Three by One
Three things I found, learned or enjoyed this week
Half-way up the Langdale Pikes, Adam Cairns, 8th July, 2026
I am writing this from the Lake District, a few days of borrowed time among the fells — the bracken high and greening over, the becks still loud after June’s rain, the light not properly gone until well past ten and the valley going that deep slate-blue that isn’t quite dark. Walk out late enough, away from the village, and the sky here does the thing it can no longer do over most of England: it fills, edge to edge, with stars. Which is roughly how this fortnight’s three arranged themselves — a poet, a painter and a composer, each caught in the act of looking up, and each finding that to be alone under that much sky is not at all the same as being lonely.

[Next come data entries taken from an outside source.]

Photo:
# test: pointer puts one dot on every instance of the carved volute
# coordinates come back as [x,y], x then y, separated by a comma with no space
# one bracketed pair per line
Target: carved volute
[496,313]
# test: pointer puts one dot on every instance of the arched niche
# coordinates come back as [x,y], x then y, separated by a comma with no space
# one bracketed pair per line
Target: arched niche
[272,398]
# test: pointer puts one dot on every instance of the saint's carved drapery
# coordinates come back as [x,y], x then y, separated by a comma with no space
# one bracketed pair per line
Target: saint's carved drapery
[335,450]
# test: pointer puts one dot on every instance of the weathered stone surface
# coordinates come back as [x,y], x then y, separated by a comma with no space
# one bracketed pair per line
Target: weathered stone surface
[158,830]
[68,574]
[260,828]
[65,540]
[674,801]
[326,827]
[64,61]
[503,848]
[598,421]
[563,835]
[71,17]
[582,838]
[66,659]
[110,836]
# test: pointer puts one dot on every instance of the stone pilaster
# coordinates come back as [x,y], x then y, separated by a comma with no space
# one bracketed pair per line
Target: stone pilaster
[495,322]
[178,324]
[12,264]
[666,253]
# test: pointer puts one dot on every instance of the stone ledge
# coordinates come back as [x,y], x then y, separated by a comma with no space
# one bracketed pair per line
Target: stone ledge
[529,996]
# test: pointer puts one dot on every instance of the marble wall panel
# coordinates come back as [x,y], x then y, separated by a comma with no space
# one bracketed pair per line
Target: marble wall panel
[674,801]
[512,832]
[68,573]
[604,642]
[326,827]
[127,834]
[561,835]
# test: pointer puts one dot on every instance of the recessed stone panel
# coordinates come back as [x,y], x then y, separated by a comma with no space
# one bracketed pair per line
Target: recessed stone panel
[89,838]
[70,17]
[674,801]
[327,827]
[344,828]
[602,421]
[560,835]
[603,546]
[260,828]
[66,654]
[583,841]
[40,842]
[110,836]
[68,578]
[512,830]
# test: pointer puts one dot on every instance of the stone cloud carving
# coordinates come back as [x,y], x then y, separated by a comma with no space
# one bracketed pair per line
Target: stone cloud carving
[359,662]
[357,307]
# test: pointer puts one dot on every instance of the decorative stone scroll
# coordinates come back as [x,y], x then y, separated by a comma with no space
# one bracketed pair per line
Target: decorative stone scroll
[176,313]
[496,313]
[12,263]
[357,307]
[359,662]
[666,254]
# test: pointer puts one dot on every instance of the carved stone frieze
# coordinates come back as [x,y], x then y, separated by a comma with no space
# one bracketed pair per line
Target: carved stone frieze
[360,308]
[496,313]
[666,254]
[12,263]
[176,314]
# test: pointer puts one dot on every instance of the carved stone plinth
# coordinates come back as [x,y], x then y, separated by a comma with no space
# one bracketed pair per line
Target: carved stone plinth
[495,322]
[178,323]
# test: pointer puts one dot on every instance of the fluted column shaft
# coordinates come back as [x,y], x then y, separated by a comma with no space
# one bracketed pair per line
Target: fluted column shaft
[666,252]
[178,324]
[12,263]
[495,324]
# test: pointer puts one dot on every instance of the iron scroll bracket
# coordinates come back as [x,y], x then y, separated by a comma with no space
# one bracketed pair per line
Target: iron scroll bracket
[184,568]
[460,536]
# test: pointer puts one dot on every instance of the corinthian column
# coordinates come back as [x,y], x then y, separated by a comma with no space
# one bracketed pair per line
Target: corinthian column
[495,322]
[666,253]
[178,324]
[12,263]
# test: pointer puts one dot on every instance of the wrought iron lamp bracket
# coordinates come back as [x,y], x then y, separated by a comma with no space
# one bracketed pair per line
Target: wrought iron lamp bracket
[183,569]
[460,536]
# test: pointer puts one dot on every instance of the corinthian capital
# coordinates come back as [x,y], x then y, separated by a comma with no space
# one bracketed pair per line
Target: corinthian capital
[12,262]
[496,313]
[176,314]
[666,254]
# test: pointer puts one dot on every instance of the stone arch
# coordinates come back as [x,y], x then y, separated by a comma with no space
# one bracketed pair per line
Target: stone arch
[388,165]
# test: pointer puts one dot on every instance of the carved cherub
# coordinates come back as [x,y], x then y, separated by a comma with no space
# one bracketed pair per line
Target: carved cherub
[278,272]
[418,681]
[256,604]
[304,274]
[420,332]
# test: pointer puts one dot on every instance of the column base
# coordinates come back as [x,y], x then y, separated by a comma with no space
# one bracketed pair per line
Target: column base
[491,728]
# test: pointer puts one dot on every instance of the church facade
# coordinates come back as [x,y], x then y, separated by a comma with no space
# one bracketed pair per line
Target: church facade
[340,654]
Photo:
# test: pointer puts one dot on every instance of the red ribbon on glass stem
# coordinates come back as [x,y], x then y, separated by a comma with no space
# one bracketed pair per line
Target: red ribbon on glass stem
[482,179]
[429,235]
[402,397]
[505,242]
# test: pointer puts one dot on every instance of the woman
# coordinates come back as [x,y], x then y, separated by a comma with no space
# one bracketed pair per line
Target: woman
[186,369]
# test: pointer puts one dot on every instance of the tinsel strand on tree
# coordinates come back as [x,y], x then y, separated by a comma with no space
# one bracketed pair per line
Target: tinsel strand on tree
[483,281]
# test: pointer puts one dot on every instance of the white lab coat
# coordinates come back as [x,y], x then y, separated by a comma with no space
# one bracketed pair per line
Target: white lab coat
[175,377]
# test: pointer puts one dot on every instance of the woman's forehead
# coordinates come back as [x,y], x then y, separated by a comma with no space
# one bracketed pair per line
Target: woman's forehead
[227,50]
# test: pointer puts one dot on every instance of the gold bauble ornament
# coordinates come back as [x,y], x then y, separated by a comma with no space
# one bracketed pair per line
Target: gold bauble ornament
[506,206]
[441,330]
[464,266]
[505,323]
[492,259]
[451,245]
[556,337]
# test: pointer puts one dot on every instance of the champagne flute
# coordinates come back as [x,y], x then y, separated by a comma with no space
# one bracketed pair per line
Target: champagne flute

1. A poem to enjoy — William Wordsworth, “A Night-Piece” (1798) — You cannot walk these fells with a book in your pocket and not have it be Wordsworth’s; he is the presiding spirit of the whole district. This poem is the one I always remember on a dark-sky night. A “pensive traveller” is treading a “lonesome path” with his “unobserving eye / Bent earthwards” — head down, going nowhere in particular — when the cloud splits and “above his head he sees / The clear Moon, and the glory of the heavens,” the “multitudes of stars” wheeling in their vault. Nothing is added to the man; something is simply uncovered above him, and it changes the walk. It is the plainest account I know of what solitude is actually for: not withdrawal, but the clearing of the eye until more of the world can get in.
2. Art work of the week — Caspar David Friedrich, Two Men Contemplating the Moon (1819–20), Galerie Neue Meister, Dresden — Two figures stand with their backs to us at the edge of a wood, the one leaning on the other, watching a thin crescent moon and, just trailing it, the evening star. Friedrich paints them from behind on purpose, so that we stand where they stand and look where they look. It is the exact companion to the Wordsworth: solitude, but shared — two people alone together under an enormous sky, which is perhaps the truest picture of this publication’s title I have yet found. The older figure is thought to be Friedrich himself; the younger, his pupil August Heinrich, dead at twenty-eight only two years after it was painted. Even the stars here are kept company.
3. Music to sit with — Max Richter, “To the Stars,” from the Ad Astra soundtrack (2019) — Richter wrote the score for James Gray’s film about a man who travels to the outer edge of the solar system in search of his lost father — about the loneliest journey the movies have imagined in years — and “To the Stars” is its opening breath: slow strings, a wash of electronics, and, woven into the fabric of it, actual signals transmitted home by the Voyager probes still drifting past the planets since the 1970s. It is the same gesture as the poem and the painting, scaled up to the cosmos: the small self under the vast dark, and the discovery that the dark is not empty but full of signal. Put it on late, with the lights off. Per aspera ad astra — through hardship to the stars.
A question for you — when did you last stand somewhere dark enough to see the whole sky? Not a glimpse between streetlights, but the real vault, stars down to the horizon. Where were you, and what did it do to you? Reply and tell me — I read every one.
A thought from me — the name of this publication is Beyond Solitude, and I have spent time this week walking these fells, trying to say what the beyond is. I think these three have said it for me. Wordsworth’s traveller, Friedrich’s two friends, Richter’s voyager: each is as alone as a person can be, and each finds that looking up is not an escape from the solitude but the far side of it — the point where being by yourself opens out into being among everything. Solitude isn’t the opposite of connection. Entered properly, in a quiet enough place, it is the way in.
— Adam



Friedrich is the magician of solitude.